BOLSONARO É CORRUPTO, LOUCO, VINGATIVO E INSANO, DIZ EX-LÍDER DO PINK FLOYD

Para Roger Waters, músico inglês e um dos fundadores da banda Pink Floyd, que está realizando uma turnê pelo Brasil, o candidato de extrema direita à Presidência da República, Jair Bolsonaro (PSL), "está na política brasileira há 30 anos e é totalmente corrupto! E é louco. Vingativo e insano".

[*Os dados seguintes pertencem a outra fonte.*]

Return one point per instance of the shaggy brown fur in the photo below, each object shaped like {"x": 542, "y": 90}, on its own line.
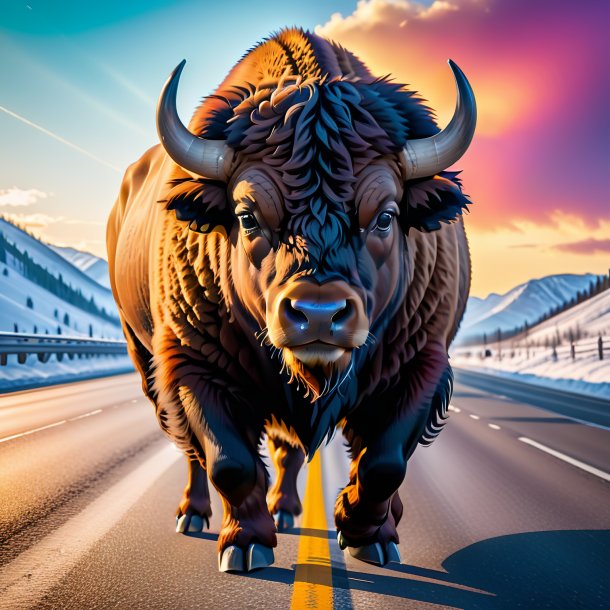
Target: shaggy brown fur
{"x": 194, "y": 290}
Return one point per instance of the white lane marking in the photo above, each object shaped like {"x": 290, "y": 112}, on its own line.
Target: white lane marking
{"x": 566, "y": 458}
{"x": 26, "y": 580}
{"x": 86, "y": 415}
{"x": 10, "y": 438}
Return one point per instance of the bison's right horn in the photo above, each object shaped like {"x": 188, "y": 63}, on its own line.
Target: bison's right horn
{"x": 205, "y": 158}
{"x": 429, "y": 156}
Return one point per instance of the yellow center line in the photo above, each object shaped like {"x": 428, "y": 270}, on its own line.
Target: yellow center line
{"x": 313, "y": 586}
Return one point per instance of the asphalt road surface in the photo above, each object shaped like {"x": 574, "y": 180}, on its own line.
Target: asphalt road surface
{"x": 509, "y": 508}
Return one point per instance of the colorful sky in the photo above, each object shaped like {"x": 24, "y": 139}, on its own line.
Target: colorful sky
{"x": 80, "y": 81}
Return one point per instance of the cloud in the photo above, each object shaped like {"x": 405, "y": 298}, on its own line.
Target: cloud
{"x": 586, "y": 246}
{"x": 543, "y": 129}
{"x": 16, "y": 197}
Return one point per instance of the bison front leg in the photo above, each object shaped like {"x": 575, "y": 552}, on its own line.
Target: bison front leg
{"x": 283, "y": 499}
{"x": 235, "y": 469}
{"x": 194, "y": 510}
{"x": 368, "y": 510}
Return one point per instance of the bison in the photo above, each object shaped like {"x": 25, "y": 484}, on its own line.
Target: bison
{"x": 295, "y": 262}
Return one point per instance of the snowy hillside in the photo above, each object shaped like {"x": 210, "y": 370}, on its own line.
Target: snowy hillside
{"x": 96, "y": 268}
{"x": 40, "y": 291}
{"x": 527, "y": 302}
{"x": 545, "y": 355}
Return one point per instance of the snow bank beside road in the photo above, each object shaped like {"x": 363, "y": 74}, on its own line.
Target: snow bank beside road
{"x": 35, "y": 374}
{"x": 588, "y": 375}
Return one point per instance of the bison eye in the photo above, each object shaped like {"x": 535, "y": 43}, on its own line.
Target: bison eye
{"x": 384, "y": 221}
{"x": 248, "y": 222}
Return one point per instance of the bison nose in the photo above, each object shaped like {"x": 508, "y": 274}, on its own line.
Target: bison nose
{"x": 317, "y": 316}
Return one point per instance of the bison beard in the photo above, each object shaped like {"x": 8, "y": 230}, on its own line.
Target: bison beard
{"x": 293, "y": 262}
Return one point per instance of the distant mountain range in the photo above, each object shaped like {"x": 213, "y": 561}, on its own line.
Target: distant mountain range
{"x": 45, "y": 289}
{"x": 94, "y": 266}
{"x": 525, "y": 303}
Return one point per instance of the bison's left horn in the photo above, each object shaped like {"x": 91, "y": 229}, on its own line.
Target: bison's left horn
{"x": 206, "y": 158}
{"x": 429, "y": 156}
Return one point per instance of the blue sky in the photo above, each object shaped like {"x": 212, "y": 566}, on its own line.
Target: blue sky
{"x": 90, "y": 73}
{"x": 80, "y": 82}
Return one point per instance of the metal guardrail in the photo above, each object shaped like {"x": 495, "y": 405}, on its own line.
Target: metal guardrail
{"x": 21, "y": 344}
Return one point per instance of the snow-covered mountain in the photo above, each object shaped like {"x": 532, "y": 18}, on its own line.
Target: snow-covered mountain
{"x": 527, "y": 302}
{"x": 41, "y": 291}
{"x": 94, "y": 266}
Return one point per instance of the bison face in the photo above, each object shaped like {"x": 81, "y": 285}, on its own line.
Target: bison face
{"x": 323, "y": 178}
{"x": 318, "y": 292}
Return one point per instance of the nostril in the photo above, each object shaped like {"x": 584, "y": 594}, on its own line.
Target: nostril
{"x": 294, "y": 315}
{"x": 343, "y": 314}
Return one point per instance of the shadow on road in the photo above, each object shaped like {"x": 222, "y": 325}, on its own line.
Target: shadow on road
{"x": 558, "y": 570}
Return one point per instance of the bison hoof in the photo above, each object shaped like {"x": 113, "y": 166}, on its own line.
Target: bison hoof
{"x": 233, "y": 558}
{"x": 191, "y": 523}
{"x": 372, "y": 553}
{"x": 259, "y": 556}
{"x": 284, "y": 520}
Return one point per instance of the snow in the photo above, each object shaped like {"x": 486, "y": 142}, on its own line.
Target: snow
{"x": 94, "y": 266}
{"x": 15, "y": 376}
{"x": 524, "y": 303}
{"x": 48, "y": 312}
{"x": 15, "y": 290}
{"x": 585, "y": 374}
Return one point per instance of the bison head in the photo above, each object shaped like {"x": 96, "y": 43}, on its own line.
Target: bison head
{"x": 316, "y": 182}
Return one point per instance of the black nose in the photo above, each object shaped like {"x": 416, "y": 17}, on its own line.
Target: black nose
{"x": 321, "y": 314}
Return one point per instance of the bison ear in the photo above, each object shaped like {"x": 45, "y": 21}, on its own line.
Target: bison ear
{"x": 200, "y": 203}
{"x": 429, "y": 201}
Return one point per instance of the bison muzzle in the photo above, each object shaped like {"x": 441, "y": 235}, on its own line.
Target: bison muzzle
{"x": 293, "y": 262}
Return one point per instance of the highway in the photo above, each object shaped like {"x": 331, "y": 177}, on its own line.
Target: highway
{"x": 509, "y": 508}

"Há uma separação severa no mundo entre ricos e pobres, não só no Brasil, mas aqui é muito forte. Quando você anda por São Paulo, você vê casas bonitas e ricas cercadas por grades de metal, com guardas vigiando-as e centenas de câmeras. Dali a cem metros, você vê pessoas morando sobre papelão molhado, na sarjeta. Esses caras foram prejudicados, claro, mas não por Lula ou por Dilma, ou quem quer que seja. Eles foram prejudicados pelo neoliberalismo, pelo mercado livre mundial, que não regula as oportunidades para os indivíduos", disse Waters em entrevista ao jornal Folha de S. Paulo.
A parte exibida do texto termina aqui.